Ninth Circuit Struck a Class Action Waiver In an Arbitration Agreement Because it Violates the NLRA

Nicholas Fortuna, August 25, 2016

On Tuesday the Ninth Circuit Court of Appeals held in Morris v. Ernst & Young LLP that the “concerted action waiver” in Ernst & Young’s employment agreements requiring that employees pursue legal claims as individuals in separate arbitration proceedings violates sections 7 and 8 of the National Labor Relations Act (NLRA). The decision is important because it adds to the conflict between appeals courts that have ruled on this issue. The Ninth Circuit is the largest, covering nine western states. As a result, this increases the likelihood the Supreme Court will weigh in and resolve the split between the courts and determine the validity of class and collective action waivers in employment agreements.

The Ninth Circuit said that an agreement precluding employees from bringing, in any forum, a concerted legal claim regarding wages, hours, and terms and conditions of employment violates the NLRA. The court stated that it is well-established that employees have the right to pursue work-related legal claims together and the right to act together is an essential, substantive right set forth by the NLRA. By defining the issue broadly, the Ninth Circuit applied this rule to virtually all employment agreements in its jurisdiction.
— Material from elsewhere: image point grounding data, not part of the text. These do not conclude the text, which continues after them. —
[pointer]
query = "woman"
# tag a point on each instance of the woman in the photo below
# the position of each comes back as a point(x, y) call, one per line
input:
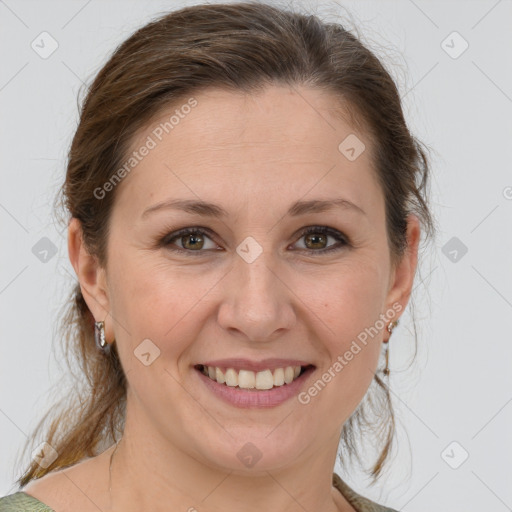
point(245, 207)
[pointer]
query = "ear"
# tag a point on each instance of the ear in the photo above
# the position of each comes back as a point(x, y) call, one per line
point(402, 276)
point(92, 277)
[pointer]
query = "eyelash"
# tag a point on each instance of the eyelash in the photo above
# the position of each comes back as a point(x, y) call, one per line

The brewing dispute over whether employers can require employees to waive concerted action in filing legal claims has been between the NLRB’s interpretation of employees’ rights under the NLRA and the courts’ interpretation of the Federal Arbitration Act (FAA) requiring enforcement of agreements to resolve legal disputes by arbitration. The NLRB holds that employees’ right to “engage in concerted activity” cannot be waived. Some courts have found that the FAA permits employees to waive “concerted activity” with respect to legal claims in arbitration. Those courts reasoned that the FAA requires courts to enforce arbitration agreements by its terms even if it includes class and collective legal action waivers.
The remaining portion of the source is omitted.